Hickley warned that there is no escape from liability if it goes wrong and offenders may get a stiffer penalty for having no contract. Nissim recommends categorising third-party contracts into different data-sharing purposes, to understand the different obligations under GDPR.
Dealers using data brought in from third parties, such as marketing data from manufacturers or suppliers, must also get them to show they have gathered it compliantly, she said. Dealers should test the data, she added, because the regulator will want to see that they have not taken its compliance at face value.
Martin Hickley’s five myths about the GDPR
Myth 1:The ICO will give you extra time to get your house in order
No, they won’t. They have repeatedly said they will fully enforce the GDPR from May 25, 2018.

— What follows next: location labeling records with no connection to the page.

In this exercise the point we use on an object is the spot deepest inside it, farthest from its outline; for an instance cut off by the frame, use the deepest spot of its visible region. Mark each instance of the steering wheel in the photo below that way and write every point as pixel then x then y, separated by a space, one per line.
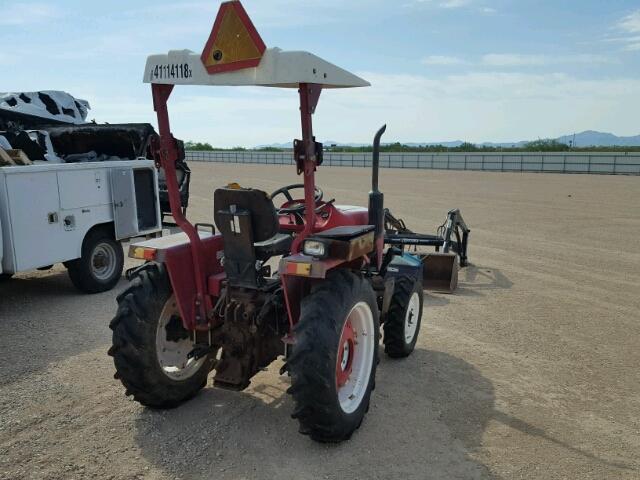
pixel 296 207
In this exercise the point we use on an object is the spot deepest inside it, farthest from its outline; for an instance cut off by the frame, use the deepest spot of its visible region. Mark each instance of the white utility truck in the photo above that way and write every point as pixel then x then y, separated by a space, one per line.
pixel 76 214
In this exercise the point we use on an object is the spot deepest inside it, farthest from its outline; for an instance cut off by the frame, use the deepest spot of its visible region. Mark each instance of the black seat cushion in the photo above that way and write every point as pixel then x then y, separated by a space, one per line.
pixel 264 218
pixel 280 244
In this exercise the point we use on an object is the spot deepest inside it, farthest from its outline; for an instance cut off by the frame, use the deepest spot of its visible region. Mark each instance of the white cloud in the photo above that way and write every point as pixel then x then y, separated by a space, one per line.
pixel 630 25
pixel 454 3
pixel 478 107
pixel 27 13
pixel 540 60
pixel 490 106
pixel 442 60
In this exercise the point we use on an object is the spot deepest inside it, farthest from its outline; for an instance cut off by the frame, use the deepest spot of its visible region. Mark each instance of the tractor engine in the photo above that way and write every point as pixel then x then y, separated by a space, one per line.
pixel 252 324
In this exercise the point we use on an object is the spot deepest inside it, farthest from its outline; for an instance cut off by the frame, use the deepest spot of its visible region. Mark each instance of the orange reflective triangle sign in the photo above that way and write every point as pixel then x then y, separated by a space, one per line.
pixel 234 43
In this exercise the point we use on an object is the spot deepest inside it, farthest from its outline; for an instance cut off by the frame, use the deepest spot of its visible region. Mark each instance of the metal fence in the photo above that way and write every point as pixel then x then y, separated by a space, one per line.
pixel 596 163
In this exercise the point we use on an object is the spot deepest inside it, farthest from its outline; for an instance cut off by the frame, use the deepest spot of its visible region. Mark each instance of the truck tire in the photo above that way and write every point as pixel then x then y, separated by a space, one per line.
pixel 402 322
pixel 150 347
pixel 333 362
pixel 100 267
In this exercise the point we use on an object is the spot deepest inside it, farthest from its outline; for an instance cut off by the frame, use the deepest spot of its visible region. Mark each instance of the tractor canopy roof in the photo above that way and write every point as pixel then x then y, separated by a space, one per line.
pixel 235 55
pixel 277 68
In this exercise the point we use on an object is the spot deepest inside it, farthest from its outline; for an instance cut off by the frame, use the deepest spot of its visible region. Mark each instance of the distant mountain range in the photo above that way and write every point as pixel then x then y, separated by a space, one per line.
pixel 588 138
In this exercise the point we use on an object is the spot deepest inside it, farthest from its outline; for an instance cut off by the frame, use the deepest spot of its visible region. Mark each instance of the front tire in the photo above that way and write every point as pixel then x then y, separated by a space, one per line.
pixel 150 346
pixel 100 267
pixel 333 362
pixel 402 322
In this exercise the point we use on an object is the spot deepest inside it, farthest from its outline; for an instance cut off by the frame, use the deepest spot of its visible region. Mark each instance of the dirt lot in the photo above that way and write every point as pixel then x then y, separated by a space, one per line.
pixel 529 371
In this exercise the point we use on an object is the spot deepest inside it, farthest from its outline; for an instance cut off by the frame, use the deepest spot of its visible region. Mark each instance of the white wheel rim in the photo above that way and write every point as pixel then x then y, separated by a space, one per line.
pixel 172 356
pixel 359 357
pixel 103 261
pixel 411 318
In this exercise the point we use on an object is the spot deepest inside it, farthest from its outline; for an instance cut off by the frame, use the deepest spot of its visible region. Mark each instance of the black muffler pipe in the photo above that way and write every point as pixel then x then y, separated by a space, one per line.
pixel 376 197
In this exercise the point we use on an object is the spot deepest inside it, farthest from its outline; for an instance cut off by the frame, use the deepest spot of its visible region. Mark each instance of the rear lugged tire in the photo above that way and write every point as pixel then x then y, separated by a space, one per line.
pixel 134 350
pixel 320 352
pixel 403 320
pixel 100 267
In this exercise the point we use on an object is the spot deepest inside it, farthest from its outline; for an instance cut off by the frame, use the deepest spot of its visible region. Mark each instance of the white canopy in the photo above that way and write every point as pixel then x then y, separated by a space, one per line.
pixel 276 69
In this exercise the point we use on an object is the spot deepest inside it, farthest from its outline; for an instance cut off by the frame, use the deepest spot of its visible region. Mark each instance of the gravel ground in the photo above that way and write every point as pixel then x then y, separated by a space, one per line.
pixel 529 371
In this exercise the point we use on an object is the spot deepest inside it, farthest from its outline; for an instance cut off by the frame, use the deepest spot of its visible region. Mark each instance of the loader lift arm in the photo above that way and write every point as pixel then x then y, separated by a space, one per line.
pixel 398 234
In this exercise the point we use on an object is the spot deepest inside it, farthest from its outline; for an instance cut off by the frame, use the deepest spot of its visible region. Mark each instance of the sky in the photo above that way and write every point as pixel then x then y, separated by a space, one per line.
pixel 441 70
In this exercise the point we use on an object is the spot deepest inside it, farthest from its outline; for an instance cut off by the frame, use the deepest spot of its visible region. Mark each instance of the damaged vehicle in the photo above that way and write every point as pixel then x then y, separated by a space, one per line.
pixel 50 126
pixel 71 191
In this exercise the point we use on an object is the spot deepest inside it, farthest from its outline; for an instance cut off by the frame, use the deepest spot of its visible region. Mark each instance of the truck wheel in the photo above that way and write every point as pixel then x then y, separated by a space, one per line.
pixel 150 346
pixel 100 267
pixel 333 362
pixel 402 323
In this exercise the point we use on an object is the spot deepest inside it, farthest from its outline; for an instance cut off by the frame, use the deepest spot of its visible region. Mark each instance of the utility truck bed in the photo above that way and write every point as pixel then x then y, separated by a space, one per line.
pixel 75 214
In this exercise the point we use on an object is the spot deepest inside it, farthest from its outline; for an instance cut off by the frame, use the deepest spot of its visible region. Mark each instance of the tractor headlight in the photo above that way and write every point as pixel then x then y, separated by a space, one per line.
pixel 314 248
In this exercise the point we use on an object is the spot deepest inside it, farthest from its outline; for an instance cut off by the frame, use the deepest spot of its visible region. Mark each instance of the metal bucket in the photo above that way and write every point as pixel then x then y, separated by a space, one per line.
pixel 440 272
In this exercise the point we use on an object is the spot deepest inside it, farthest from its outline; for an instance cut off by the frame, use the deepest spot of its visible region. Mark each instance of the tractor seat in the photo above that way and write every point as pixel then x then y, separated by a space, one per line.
pixel 262 222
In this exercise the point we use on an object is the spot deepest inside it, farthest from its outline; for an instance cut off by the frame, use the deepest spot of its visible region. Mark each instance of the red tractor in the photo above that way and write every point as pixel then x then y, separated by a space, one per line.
pixel 207 299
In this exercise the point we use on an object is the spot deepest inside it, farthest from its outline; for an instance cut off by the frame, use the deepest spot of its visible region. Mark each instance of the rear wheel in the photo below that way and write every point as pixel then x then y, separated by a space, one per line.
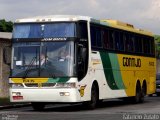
pixel 38 106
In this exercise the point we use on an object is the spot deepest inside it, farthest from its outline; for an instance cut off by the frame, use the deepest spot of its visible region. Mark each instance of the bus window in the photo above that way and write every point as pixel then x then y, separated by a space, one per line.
pixel 98 37
pixel 93 36
pixel 111 39
pixel 105 39
pixel 121 42
pixel 131 42
pixel 117 41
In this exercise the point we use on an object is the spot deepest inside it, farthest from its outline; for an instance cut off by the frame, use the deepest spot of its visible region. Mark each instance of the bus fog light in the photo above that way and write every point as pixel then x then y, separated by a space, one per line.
pixel 64 94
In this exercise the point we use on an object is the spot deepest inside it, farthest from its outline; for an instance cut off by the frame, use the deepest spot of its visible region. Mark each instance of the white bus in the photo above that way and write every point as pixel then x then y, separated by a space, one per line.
pixel 72 59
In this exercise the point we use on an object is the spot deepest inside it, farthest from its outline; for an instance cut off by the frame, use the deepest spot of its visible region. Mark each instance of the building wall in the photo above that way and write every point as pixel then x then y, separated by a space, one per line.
pixel 4 72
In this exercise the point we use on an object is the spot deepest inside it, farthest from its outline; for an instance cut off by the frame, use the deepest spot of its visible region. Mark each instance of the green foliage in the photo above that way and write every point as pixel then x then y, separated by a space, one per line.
pixel 6 26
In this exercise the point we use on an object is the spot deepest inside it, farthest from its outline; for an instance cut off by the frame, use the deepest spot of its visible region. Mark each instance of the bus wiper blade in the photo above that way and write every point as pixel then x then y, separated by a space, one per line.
pixel 29 67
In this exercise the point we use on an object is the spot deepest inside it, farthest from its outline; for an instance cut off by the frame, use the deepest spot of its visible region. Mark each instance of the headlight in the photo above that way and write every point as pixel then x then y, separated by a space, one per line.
pixel 16 85
pixel 65 85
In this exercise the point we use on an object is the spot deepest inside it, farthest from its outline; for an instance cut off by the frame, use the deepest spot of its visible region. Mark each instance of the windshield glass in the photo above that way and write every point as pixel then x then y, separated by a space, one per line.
pixel 46 30
pixel 43 59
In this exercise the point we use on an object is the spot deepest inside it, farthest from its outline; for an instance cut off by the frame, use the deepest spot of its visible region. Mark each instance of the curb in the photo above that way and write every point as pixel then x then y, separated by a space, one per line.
pixel 15 106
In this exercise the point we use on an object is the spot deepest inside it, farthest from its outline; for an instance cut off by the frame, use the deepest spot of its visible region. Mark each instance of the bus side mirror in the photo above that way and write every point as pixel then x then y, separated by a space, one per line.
pixel 7 55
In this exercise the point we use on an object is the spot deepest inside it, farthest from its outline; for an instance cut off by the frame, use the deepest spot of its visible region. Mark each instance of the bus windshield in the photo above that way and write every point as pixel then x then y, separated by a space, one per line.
pixel 47 30
pixel 43 59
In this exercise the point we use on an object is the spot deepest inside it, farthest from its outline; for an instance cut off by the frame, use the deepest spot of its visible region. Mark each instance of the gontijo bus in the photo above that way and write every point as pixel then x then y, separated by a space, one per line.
pixel 106 59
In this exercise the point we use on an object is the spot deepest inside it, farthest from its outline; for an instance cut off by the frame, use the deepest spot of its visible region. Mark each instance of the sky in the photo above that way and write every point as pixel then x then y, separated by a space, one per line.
pixel 143 14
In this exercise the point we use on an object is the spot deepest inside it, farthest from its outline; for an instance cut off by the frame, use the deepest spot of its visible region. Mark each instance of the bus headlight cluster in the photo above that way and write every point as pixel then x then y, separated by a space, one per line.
pixel 65 85
pixel 16 85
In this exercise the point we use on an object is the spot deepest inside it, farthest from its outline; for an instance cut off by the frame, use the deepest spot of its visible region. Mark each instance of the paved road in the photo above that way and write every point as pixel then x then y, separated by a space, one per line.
pixel 109 110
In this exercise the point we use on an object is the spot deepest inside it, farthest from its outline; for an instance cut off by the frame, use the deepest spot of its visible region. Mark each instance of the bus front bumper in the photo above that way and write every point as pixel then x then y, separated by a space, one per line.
pixel 45 95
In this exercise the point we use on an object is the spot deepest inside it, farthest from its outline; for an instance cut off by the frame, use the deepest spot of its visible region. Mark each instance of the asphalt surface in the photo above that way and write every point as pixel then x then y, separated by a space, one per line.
pixel 113 109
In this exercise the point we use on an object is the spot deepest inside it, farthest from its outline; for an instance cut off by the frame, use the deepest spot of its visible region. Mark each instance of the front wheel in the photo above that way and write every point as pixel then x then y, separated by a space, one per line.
pixel 94 98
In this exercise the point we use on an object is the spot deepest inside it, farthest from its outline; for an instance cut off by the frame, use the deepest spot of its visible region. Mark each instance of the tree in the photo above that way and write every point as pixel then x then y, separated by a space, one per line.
pixel 6 26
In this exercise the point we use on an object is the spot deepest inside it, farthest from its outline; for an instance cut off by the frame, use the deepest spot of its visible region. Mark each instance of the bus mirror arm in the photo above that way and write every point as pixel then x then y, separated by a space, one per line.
pixel 7 55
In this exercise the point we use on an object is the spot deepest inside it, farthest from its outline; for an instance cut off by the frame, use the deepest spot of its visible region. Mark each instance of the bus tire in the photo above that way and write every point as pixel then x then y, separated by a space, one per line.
pixel 37 106
pixel 94 98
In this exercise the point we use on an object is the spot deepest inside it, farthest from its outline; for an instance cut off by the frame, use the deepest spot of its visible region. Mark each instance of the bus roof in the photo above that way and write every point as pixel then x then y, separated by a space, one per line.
pixel 125 26
pixel 53 18
pixel 106 22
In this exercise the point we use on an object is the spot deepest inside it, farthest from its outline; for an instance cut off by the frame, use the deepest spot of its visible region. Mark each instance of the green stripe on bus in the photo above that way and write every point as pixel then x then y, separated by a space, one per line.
pixel 58 80
pixel 107 66
pixel 116 70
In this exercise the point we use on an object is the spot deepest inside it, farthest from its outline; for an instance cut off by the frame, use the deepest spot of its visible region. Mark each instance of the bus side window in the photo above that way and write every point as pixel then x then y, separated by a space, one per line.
pixel 93 36
pixel 121 42
pixel 117 41
pixel 106 40
pixel 111 39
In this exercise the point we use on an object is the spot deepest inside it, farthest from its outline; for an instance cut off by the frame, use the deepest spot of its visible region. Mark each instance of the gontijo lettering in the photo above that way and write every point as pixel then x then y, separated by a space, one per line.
pixel 131 62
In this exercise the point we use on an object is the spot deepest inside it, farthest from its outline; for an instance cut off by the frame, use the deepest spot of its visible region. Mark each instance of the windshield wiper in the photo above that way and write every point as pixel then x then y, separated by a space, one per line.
pixel 29 67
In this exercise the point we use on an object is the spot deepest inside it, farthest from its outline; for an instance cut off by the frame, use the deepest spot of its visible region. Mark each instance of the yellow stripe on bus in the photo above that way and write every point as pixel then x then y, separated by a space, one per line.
pixel 29 80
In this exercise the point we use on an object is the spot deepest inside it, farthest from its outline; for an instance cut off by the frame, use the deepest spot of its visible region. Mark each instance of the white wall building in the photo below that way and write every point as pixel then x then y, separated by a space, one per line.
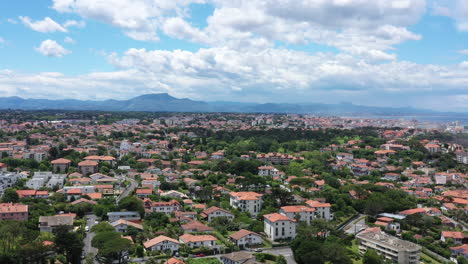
pixel 250 202
pixel 278 226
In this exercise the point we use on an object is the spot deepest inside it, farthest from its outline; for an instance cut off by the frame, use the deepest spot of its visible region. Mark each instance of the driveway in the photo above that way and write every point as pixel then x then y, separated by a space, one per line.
pixel 128 190
pixel 88 249
pixel 284 251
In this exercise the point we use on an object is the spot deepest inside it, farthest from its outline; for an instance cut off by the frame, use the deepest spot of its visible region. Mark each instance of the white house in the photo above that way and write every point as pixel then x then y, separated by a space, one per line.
pixel 304 213
pixel 214 212
pixel 268 171
pixel 243 238
pixel 114 216
pixel 162 243
pixel 122 225
pixel 250 202
pixel 322 210
pixel 278 226
pixel 196 241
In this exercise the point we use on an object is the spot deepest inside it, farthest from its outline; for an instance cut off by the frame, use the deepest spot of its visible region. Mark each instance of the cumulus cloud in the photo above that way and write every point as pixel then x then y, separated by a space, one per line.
pixel 46 25
pixel 51 48
pixel 69 40
pixel 455 9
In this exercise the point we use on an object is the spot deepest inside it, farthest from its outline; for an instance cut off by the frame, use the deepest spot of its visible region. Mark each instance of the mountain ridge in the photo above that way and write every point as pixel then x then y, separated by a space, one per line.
pixel 163 102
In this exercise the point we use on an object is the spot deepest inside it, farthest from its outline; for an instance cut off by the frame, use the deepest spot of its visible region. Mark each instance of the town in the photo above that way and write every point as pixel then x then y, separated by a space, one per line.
pixel 195 188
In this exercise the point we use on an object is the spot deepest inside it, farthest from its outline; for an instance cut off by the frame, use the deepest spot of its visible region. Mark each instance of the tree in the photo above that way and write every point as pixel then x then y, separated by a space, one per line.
pixel 10 196
pixel 131 203
pixel 111 246
pixel 372 257
pixel 68 243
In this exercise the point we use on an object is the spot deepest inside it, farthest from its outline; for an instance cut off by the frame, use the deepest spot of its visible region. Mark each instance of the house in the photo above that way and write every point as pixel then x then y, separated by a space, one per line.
pixel 49 223
pixel 3 167
pixel 162 243
pixel 460 251
pixel 114 216
pixel 61 165
pixel 298 212
pixel 238 257
pixel 196 227
pixel 322 210
pixel 393 248
pixel 122 225
pixel 268 171
pixel 88 166
pixel 278 226
pixel 12 211
pixel 144 193
pixel 250 202
pixel 174 261
pixel 196 241
pixel 214 212
pixel 245 238
pixel 456 236
pixel 162 207
pixel 388 223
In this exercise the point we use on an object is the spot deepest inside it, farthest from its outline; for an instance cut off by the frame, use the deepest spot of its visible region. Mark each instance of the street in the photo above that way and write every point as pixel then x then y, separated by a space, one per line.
pixel 90 222
pixel 128 190
pixel 356 225
pixel 284 251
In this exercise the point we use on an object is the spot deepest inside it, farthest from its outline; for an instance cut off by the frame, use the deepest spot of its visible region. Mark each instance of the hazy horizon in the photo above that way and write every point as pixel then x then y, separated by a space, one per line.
pixel 392 53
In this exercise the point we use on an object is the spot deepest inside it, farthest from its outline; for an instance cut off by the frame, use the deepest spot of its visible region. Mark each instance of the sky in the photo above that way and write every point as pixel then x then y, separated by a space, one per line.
pixel 396 53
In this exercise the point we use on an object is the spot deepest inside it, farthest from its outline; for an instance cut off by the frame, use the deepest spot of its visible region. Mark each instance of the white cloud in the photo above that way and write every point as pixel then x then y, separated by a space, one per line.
pixel 74 23
pixel 12 21
pixel 51 48
pixel 455 9
pixel 69 40
pixel 139 19
pixel 45 26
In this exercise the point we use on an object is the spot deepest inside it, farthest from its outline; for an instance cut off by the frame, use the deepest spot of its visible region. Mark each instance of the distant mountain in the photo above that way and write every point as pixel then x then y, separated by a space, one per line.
pixel 163 102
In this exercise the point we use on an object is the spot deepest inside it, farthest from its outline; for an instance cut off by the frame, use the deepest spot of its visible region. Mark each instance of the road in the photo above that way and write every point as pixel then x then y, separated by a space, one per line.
pixel 355 225
pixel 284 251
pixel 128 190
pixel 88 249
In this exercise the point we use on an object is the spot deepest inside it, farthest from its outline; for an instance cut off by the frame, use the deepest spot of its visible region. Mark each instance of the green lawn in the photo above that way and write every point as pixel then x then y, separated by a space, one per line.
pixel 204 261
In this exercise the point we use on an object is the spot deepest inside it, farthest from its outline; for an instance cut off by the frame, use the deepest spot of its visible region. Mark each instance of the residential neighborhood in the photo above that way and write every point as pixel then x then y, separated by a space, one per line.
pixel 226 188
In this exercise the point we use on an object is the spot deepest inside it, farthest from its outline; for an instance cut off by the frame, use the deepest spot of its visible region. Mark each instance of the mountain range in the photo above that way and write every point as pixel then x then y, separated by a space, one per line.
pixel 163 102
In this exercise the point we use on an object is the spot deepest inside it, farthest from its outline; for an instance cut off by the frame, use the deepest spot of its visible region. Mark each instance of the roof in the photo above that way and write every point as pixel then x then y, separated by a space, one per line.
pixel 312 203
pixel 61 161
pixel 274 217
pixel 187 238
pixel 83 200
pixel 57 220
pixel 453 234
pixel 195 225
pixel 238 256
pixel 213 209
pixel 13 208
pixel 297 209
pixel 88 163
pixel 157 240
pixel 242 233
pixel 246 195
pixel 174 261
pixel 126 222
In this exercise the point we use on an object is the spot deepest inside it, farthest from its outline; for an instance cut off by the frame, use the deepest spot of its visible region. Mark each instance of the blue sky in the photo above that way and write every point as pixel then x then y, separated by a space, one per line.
pixel 371 52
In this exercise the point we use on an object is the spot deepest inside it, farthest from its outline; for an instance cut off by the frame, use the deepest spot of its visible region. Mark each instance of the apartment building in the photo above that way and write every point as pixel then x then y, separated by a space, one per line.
pixel 278 226
pixel 392 248
pixel 250 202
pixel 11 211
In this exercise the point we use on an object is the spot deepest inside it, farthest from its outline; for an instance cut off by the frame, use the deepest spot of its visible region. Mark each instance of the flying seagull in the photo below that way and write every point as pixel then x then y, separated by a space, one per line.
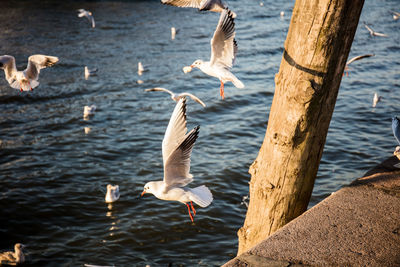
pixel 202 5
pixel 13 258
pixel 374 33
pixel 176 97
pixel 27 79
pixel 88 15
pixel 223 53
pixel 177 147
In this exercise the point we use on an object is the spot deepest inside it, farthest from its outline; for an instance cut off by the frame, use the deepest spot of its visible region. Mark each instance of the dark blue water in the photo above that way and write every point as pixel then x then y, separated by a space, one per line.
pixel 53 176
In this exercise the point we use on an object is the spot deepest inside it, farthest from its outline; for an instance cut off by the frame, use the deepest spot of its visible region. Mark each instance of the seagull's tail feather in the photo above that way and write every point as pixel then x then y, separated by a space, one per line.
pixel 201 196
pixel 237 83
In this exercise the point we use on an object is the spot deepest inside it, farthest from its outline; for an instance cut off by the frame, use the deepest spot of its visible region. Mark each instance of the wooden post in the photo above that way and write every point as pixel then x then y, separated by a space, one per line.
pixel 317 45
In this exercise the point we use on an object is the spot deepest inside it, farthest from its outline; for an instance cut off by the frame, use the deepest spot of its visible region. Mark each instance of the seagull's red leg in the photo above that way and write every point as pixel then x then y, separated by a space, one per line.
pixel 191 217
pixel 221 90
pixel 194 211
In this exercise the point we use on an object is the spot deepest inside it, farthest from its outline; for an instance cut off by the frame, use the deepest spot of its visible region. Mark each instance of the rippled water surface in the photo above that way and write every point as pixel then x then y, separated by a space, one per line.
pixel 53 176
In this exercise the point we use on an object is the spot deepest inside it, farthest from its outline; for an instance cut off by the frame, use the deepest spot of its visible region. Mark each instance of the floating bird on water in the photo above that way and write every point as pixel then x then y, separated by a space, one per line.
pixel 202 5
pixel 88 15
pixel 176 97
pixel 112 194
pixel 346 68
pixel 374 33
pixel 89 110
pixel 89 72
pixel 13 258
pixel 223 53
pixel 177 147
pixel 396 133
pixel 27 79
pixel 140 68
pixel 376 100
pixel 396 15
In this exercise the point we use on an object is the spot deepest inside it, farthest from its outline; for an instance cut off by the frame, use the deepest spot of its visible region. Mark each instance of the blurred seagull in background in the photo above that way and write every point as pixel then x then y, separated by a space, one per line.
pixel 13 258
pixel 89 110
pixel 396 15
pixel 112 194
pixel 28 79
pixel 177 147
pixel 396 133
pixel 374 33
pixel 176 97
pixel 223 53
pixel 89 72
pixel 346 68
pixel 88 15
pixel 140 68
pixel 376 100
pixel 202 5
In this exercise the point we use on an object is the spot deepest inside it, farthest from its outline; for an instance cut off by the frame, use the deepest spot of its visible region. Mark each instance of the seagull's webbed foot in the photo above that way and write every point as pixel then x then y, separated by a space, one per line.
pixel 190 214
pixel 221 90
pixel 194 211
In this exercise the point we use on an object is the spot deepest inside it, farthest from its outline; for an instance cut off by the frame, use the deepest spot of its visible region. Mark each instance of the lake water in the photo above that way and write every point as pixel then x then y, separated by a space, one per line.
pixel 53 176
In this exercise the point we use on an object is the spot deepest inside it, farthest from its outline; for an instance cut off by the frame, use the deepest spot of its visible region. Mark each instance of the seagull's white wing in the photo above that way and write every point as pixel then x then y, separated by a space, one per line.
pixel 38 62
pixel 183 3
pixel 223 44
pixel 160 89
pixel 195 98
pixel 91 20
pixel 358 58
pixel 8 64
pixel 176 130
pixel 177 166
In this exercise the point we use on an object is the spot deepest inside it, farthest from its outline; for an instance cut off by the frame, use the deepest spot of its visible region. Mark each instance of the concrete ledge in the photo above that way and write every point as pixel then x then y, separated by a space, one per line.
pixel 358 225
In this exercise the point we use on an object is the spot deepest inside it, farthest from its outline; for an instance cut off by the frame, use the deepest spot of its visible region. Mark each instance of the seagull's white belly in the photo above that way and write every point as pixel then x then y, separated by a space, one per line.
pixel 174 194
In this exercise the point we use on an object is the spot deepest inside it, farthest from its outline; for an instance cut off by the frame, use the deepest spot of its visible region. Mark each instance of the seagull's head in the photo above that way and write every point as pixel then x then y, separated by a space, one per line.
pixel 197 63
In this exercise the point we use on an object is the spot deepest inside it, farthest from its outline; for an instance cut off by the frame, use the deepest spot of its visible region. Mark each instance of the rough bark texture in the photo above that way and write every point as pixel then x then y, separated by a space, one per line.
pixel 306 87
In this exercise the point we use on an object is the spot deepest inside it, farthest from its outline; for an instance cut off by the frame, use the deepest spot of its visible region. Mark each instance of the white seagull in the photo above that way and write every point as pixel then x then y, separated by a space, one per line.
pixel 176 97
pixel 89 110
pixel 112 194
pixel 346 68
pixel 374 33
pixel 88 15
pixel 223 53
pixel 396 15
pixel 140 68
pixel 176 150
pixel 89 72
pixel 202 5
pixel 376 100
pixel 13 258
pixel 27 79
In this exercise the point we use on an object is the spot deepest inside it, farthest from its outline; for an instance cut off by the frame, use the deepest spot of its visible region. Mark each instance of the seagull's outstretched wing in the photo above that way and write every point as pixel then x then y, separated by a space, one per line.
pixel 177 147
pixel 203 5
pixel 177 166
pixel 223 44
pixel 396 128
pixel 358 58
pixel 8 64
pixel 38 62
pixel 194 98
pixel 160 89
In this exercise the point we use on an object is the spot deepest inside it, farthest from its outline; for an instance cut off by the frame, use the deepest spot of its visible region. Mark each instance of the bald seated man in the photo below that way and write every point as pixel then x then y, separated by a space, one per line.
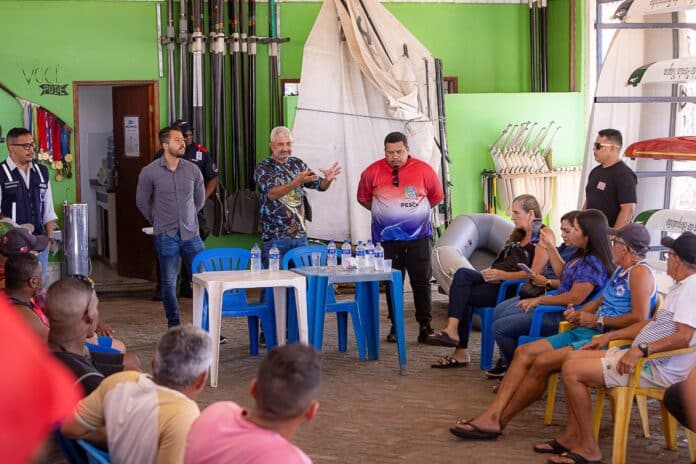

Myth 2: Huge fines are the real teeth
While the fines (up to £17.5m or 4% of turnover) sound bad, it’s not the most potent sanction. The ICO will be able to issue temporary or permanent “Stop Orders” to cease personal data processing. That would be like hanging a “closed for the next month” sign outside.
Myth 3: The authorities won’t find out about non-compliance
Yes they will, for example your customers will report you when you don’t fulfil a Data Subject Access Request (SAR). The ICO gets more than eight thousand complaints a year on this subject.
Myth 4: You need to be 100% compliant by May 24, 2018
No, you don’t need to be 100% complaint with the GDPR, nobody will be. You have to show you are on a journey to being compliant.
Myth 5: The company owns the personal data
No, your company does not own the data and sometimes you will have to erase it. You have the data on trust, to supply a service or product.